Na das bezweifle ich dann doch sehr stark. Lesen Sie mal etwas über den bis heute schwersten Flugzeugunfall von 2 747 auf Teneriffa nach. Ein ganz wesentlicher Faktor war gewesen, daß die KLM den Funkspruch der PanAm, sich noch auf der Startbahn zu befinden, nicht gehört hat. Das war 1977 und da träumte man noch nicht einmal vom Digitalfunk. Das kostete 583 Menschenleben. (Ja, ich weiß es gab noch weitere Gründe für den Unfall).

Ich sehe da keinen Widerspruch. Ja - durch Überlagerung zweier Funksprüche konnt man nix verstehen. Wäre jetzt nicht alles so schnell gegangen, hätte man nachfragen können. Und es ist ja auch unklar, was zu verstehen war.

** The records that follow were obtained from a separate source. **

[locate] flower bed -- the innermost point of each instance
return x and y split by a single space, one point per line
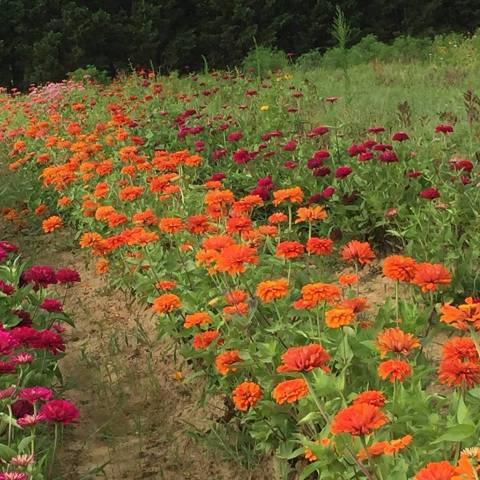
31 344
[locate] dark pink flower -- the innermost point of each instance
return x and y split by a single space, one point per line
388 156
40 276
342 172
444 128
234 136
6 288
61 411
400 136
377 129
429 193
51 305
35 394
290 146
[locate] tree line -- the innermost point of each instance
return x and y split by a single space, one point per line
43 40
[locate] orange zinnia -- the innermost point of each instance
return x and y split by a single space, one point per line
319 246
289 249
166 303
246 395
339 317
319 292
460 317
279 217
290 391
232 259
52 223
360 419
398 267
428 276
293 195
225 361
204 339
358 252
396 341
198 318
170 224
304 359
272 290
310 214
394 370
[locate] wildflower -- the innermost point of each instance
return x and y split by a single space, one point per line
428 276
348 279
396 341
290 391
199 318
204 339
398 267
166 303
246 395
394 370
372 397
304 359
225 362
339 317
35 394
289 249
272 290
460 317
436 471
233 258
359 419
170 224
310 214
292 195
456 373
358 252
429 193
61 411
319 292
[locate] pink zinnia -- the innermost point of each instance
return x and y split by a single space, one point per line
35 394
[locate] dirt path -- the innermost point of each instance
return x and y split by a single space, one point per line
134 412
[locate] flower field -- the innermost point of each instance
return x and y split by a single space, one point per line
253 218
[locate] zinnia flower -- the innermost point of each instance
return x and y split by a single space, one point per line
339 317
272 290
359 419
398 267
359 252
319 246
290 391
289 249
304 359
394 370
246 395
166 303
428 276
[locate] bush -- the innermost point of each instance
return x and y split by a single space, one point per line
263 60
89 73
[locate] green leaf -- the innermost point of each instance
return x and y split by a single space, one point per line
457 433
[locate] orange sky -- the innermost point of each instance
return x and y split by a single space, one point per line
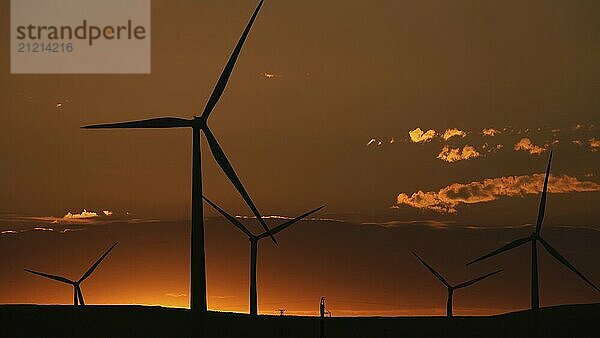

Bei FM hätte man NUR den stärkeren Sender gehört. Das hätte der Tower, aber auch der PanAm-Flieger sein können. Was wahrscheinlicher ist, kann ich nicht beurteilen. Aber ok - mit 50% Wahrscheinlichkeit hätte der KLM-Kapitän vom Tower nochmals den Hinweis erhalten, dass er nach wie vor keine Take off-clearance hat. Ob er auf den Hinweis des PanAM-Fliegers reagiert hätte sei mal dahingestellt; den zweiten Funkspruch vom PanAm-Flieger hat ja zumindest der KLM-Flugingenieur mitbekommen.